Because of this hope that resides within me, I could never use anything from "The Hollow Men's" nihilistic view of life to name this blog. I acknowledge the truth of its observations regarding the current state of the world, but I cannot stay in that hopelessness. So, instead of claiming that life is nothing but chaos in the guise of order, shape without form, or darkness without beauty, shade without colour. I have chosen to say that there is life beyond the chaos and the darkness, beyond the dirt-encrusted mirror. That life can and will have color beyond shade.
For this listless, purposeless, deadlineless fiction writing, I started this blog as a way to hold myself accountable via public expectation. If I declared publicly that I would have a new section in a short story up each day, then I had a deadline. Those self-imposed and internet enforced deadlines resulted in "The River" in The Noctunarum Vows series, a finished short story that I shockingly liked. This little thrill of success in finishing a fiction work propelled me to dig out and dust off The Children of Man, which lead to NaNo and the self-publication of Shatter. Granted, it's not being published by a reputable publishing house, but still it's a novel that I wrote that I've put out there to be loved or hated. The title The Slush Pile was both a self-deprication and a challenge to spur me on to get something finished. I reached that goal. I finished a substantial work of fiction and having reached that goal that title no longer applies.
So, I've thrown off the shackles of The Slush Pile and have rechristened this blog: Color Beyond Shade. Now, you might be wondering where in the far flung cosmos that title came from and what it means or maybe you're just wondering where you left that bag of Baked Lays you were eating yesterday. I can help you with one of those two questions. You're on your own for finding the chips.

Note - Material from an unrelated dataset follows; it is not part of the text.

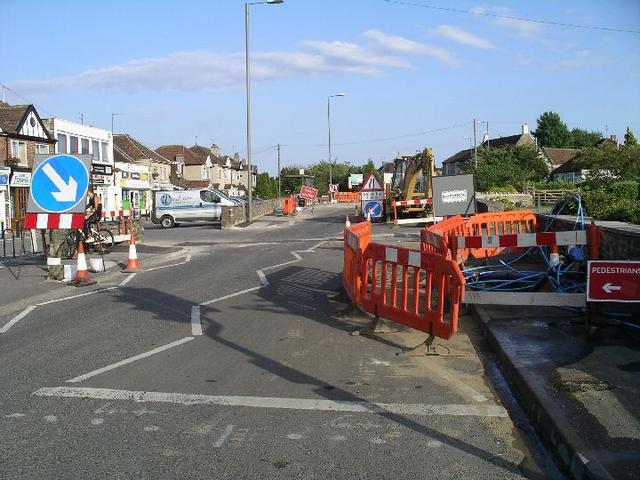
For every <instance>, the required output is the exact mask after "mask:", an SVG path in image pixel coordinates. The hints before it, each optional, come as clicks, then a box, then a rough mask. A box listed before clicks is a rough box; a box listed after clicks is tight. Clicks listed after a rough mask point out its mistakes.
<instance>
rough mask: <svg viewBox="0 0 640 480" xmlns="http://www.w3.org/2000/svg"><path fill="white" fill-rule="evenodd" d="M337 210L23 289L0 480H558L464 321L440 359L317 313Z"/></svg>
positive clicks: (169, 247) (330, 252)
mask: <svg viewBox="0 0 640 480" xmlns="http://www.w3.org/2000/svg"><path fill="white" fill-rule="evenodd" d="M347 211H350V209H349V210H346V209H345V207H342V206H339V205H338V206H325V207H319V208H316V209H315V212H314V213H310V212H309V213H305V214H302V215H298V216H297V217H296V218H295V220H293V221H292V223H290V222H289V220H287V221H279V223H278V225H276V226H271V225H270V224H271V223H276V222H264V228H262V227H261V225H257V226H252V227H249V228H244V229H243V228H236V229H231V230H228V231H226V230H219V229H217V228H215V227H214V226H212V225H195V226H190V227H185V226H181V227H179V228H176V229H172V230H160V229H154V228H148V229H146V231H145V242H146V243H147V244H148V245H151V246H159V247H165V248H166V247H169V248H178V249H180V250H177V251H175V252H173V253H169V254H166V255H165V254H159V255H156V256H155V257H154V258H153V259H149V262H146V263H145V261H144V259H143V260H142V265H143V268H144V269H145V270H144V271H143V272H141V273H138V274H132V275H125V274H121V273H117V275H116V273H109V272H107V273H105V274H101V275H100V276H97V277H96V278H98V279H99V283H98V284H97V285H95V286H92V287H87V288H85V289H72V288H71V287H64V289H62V288H58V289H56V290H55V291H51V292H38V293H37V295H35V296H31V294H30V292H23V294H22V295H23V298H21V299H20V300H19V301H20V302H22V305H23V306H24V309H23V310H21V311H19V312H18V313H16V312H13V313H11V314H6V311H3V314H2V315H1V316H0V328H2V326H3V325H4V326H5V327H6V325H7V324H8V323H11V326H10V328H9V329H7V330H6V331H4V332H3V333H0V385H2V388H1V389H0V478H1V479H12V480H13V479H45V478H46V479H51V478H56V479H67V478H70V479H71V478H109V479H131V478H136V479H138V478H140V479H158V478H163V479H165V478H167V479H171V478H176V479H177V478H180V479H200V478H202V479H204V478H206V479H210V478H234V479H235V478H286V479H291V478H304V479H313V478H328V477H329V478H331V477H332V478H339V479H342V478H367V479H383V478H384V479H387V478H394V479H404V478H406V479H415V478H434V477H442V478H474V479H477V478H486V479H495V478H533V479H542V478H562V477H561V475H560V474H559V473H558V472H557V470H556V468H555V466H554V464H553V462H552V461H551V459H550V457H549V456H548V454H547V452H546V451H545V450H544V449H543V448H542V447H541V445H540V444H539V442H538V439H537V437H536V435H535V434H534V432H533V429H532V426H531V424H530V422H529V421H528V420H527V419H526V417H525V415H524V413H523V412H522V410H521V409H520V407H519V406H518V404H517V402H515V401H514V398H513V396H512V395H511V393H510V390H509V388H508V386H507V384H506V382H505V381H504V379H503V378H502V376H501V373H500V370H499V369H498V368H497V364H496V361H495V359H494V357H493V355H492V353H491V350H490V349H489V347H488V345H487V343H486V342H485V341H484V338H483V336H482V334H481V332H480V330H479V329H478V327H477V326H476V324H475V322H473V321H472V320H471V318H470V317H463V318H462V319H461V329H460V332H459V333H458V334H457V335H456V336H454V338H453V339H452V341H450V342H446V346H447V347H449V348H450V349H451V351H452V352H453V354H451V355H448V356H440V357H433V356H430V357H411V356H406V355H398V353H400V352H402V351H403V350H404V349H406V348H407V347H412V346H415V345H417V344H419V343H420V342H422V341H423V340H424V335H423V334H420V333H419V332H416V331H411V330H408V331H401V332H397V333H393V334H389V335H384V336H382V335H381V336H373V337H369V336H366V337H365V336H352V335H349V333H351V332H353V331H354V330H356V329H357V328H359V327H361V326H363V325H365V324H366V323H367V322H368V321H369V318H368V317H366V316H362V315H360V314H351V313H345V312H344V311H343V309H344V307H345V305H343V304H340V303H337V302H335V301H332V299H333V298H334V297H335V296H336V295H337V293H338V292H339V290H340V283H341V271H342V239H341V237H342V230H343V222H344V215H345V213H346V212H347ZM398 234H399V235H398ZM374 238H380V239H384V241H386V242H388V243H398V242H405V243H406V242H407V241H415V240H416V238H415V232H413V231H409V230H402V231H400V230H399V231H397V232H396V233H394V231H393V229H390V228H388V227H387V226H382V225H380V226H374ZM187 259H188V260H187ZM151 264H153V266H149V265H151ZM4 283H5V282H4V280H3V281H2V286H3V287H4ZM16 302H18V299H15V300H14V302H13V304H14V305H15V304H16Z"/></svg>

One of my favorite poets is T.S. Eliot and one of my favorite of his poems is "The Hollow Men," which he wrote in the devastating aftermath of World War I. In section one of "The Hollow Men" there is a stanza that reads: "Shape without form; shade without colour, / Paralysed force, gesture without motion." There is something tragic and true and raw in the hopeless paradoxes of life expressed in that poem. What can I say? I'm drawn to tragedy, because I see it so clearly in this world. While I'm drawn to the tragic, I could not name this blog "Shade without Color," because while life is filled with tragedy, I believe that life ultimately is a comedy.

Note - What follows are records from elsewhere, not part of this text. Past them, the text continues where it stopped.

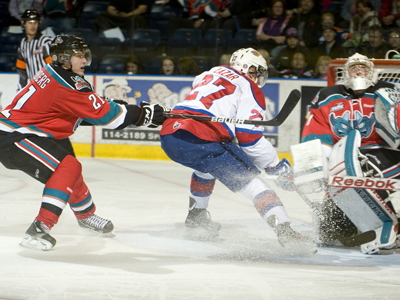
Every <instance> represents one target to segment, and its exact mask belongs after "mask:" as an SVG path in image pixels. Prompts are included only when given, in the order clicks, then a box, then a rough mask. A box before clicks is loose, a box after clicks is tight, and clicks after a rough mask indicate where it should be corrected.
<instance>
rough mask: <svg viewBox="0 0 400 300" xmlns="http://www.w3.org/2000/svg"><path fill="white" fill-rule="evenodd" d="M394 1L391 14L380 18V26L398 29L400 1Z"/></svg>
mask: <svg viewBox="0 0 400 300" xmlns="http://www.w3.org/2000/svg"><path fill="white" fill-rule="evenodd" d="M394 1H395V8H394V9H393V11H392V13H391V14H389V15H386V16H383V17H382V18H381V20H382V24H383V25H384V26H388V27H400V0H394Z"/></svg>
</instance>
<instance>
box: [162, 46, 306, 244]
mask: <svg viewBox="0 0 400 300" xmlns="http://www.w3.org/2000/svg"><path fill="white" fill-rule="evenodd" d="M267 69H268V67H267V63H266V61H265V59H264V58H263V57H262V56H261V54H260V53H258V52H257V51H255V50H254V49H252V48H247V49H240V50H237V51H236V52H234V53H233V54H232V57H231V59H230V67H228V66H217V67H214V68H212V69H211V70H209V71H206V72H204V73H202V74H200V75H199V76H197V77H196V78H195V80H194V82H193V89H192V91H191V92H190V93H189V94H188V95H187V97H186V99H185V100H184V101H183V102H182V103H178V104H177V105H176V106H175V107H174V109H173V110H172V112H173V113H182V114H192V115H207V116H220V117H228V118H237V119H257V120H263V119H264V118H265V109H266V108H265V97H264V95H263V93H262V91H261V89H260V87H262V86H263V85H264V84H265V83H266V81H267V77H268V72H267ZM160 134H161V146H162V148H163V150H164V151H165V153H166V154H167V155H168V156H169V157H170V158H171V159H172V160H174V161H176V162H178V163H180V164H182V165H184V166H187V167H190V168H192V169H194V173H193V174H192V181H191V184H190V196H189V200H190V201H189V214H188V216H187V218H186V221H185V225H186V226H187V227H189V228H194V229H193V230H192V231H205V233H204V235H203V234H200V236H201V238H203V237H211V238H212V237H215V236H217V235H218V234H219V230H220V228H221V225H220V224H219V223H217V222H213V221H212V220H211V218H210V215H209V213H208V211H207V206H208V201H209V198H210V195H211V193H212V191H213V188H214V184H215V181H216V179H218V180H219V181H221V182H222V183H223V184H224V185H225V186H226V187H228V188H229V189H230V190H231V191H233V192H241V193H242V194H244V195H245V196H246V197H247V198H248V199H250V200H251V201H252V202H253V203H254V206H255V208H256V210H257V211H258V212H259V214H260V215H261V217H262V218H263V219H264V220H265V221H267V222H268V224H269V225H271V226H272V227H273V228H274V229H275V232H276V234H277V236H278V239H279V242H280V243H281V244H282V245H283V246H287V244H288V243H289V244H292V243H293V242H294V243H299V242H301V241H302V240H305V239H304V237H303V236H301V235H300V234H298V233H297V232H295V231H294V230H293V229H292V228H291V227H290V221H289V217H288V216H287V214H286V211H285V208H284V206H283V204H282V202H281V201H280V199H279V197H278V196H277V194H276V193H275V192H274V191H273V190H272V189H271V188H270V187H269V186H267V185H266V184H265V182H264V181H263V179H262V178H261V176H260V173H261V171H260V170H259V169H258V168H260V169H262V170H265V172H267V173H268V174H276V175H280V174H283V176H285V175H286V176H288V175H289V174H290V165H289V162H288V161H287V160H286V159H283V160H282V161H279V158H278V155H277V153H276V150H275V149H274V148H273V146H272V145H271V143H270V142H269V141H267V140H266V139H265V138H264V136H263V127H262V126H254V125H243V124H236V125H235V124H230V123H211V122H199V121H196V120H194V119H183V118H182V119H167V120H166V121H165V123H164V125H163V128H162V130H161V132H160ZM235 137H237V140H238V143H239V146H236V145H235V144H234V143H233V139H234V138H235ZM286 179H287V178H286ZM286 183H287V187H289V186H290V182H289V181H288V180H287V181H286ZM203 229H204V230H203ZM189 230H191V229H189Z"/></svg>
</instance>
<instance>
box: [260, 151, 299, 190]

Now, I don't mean this in a flippant sense that discounts the true and real darkness that inhabits life. When I say that life is a comedy, I mean that in the classical definition of comedy. The Greek playwrights defined tragedy as moving from an ideal state into an unideal state and ending the story in the unideal, while a comedy begins in the ideal moves into the unideal and progresses back to an ideal state. Much like Dante Alighieri, I believe that life ultimately is a divine comedy. I believe we live in a broken, abnormal world, but that the world will not remain broken forever. Right now we see through a dirt-enncrusted mirror, but soon we will see face to face.
Because of this hope that resides within me, I could never use anything from "The Hollow Men's" nihilistic view of life to name this blog. I acknowledge the truth of its observations regarding the current state of the world, but I cannot stay in that hopelessness. So, instead of claiming that life is nothing but chaos in the guise of order, shape without form, or darkness without beauty, shade without colour. I have chosen to say that there is life beyond the chaos and the darkness, beyond the dirt-encrusted mirror. That life can and will have color beyond shade.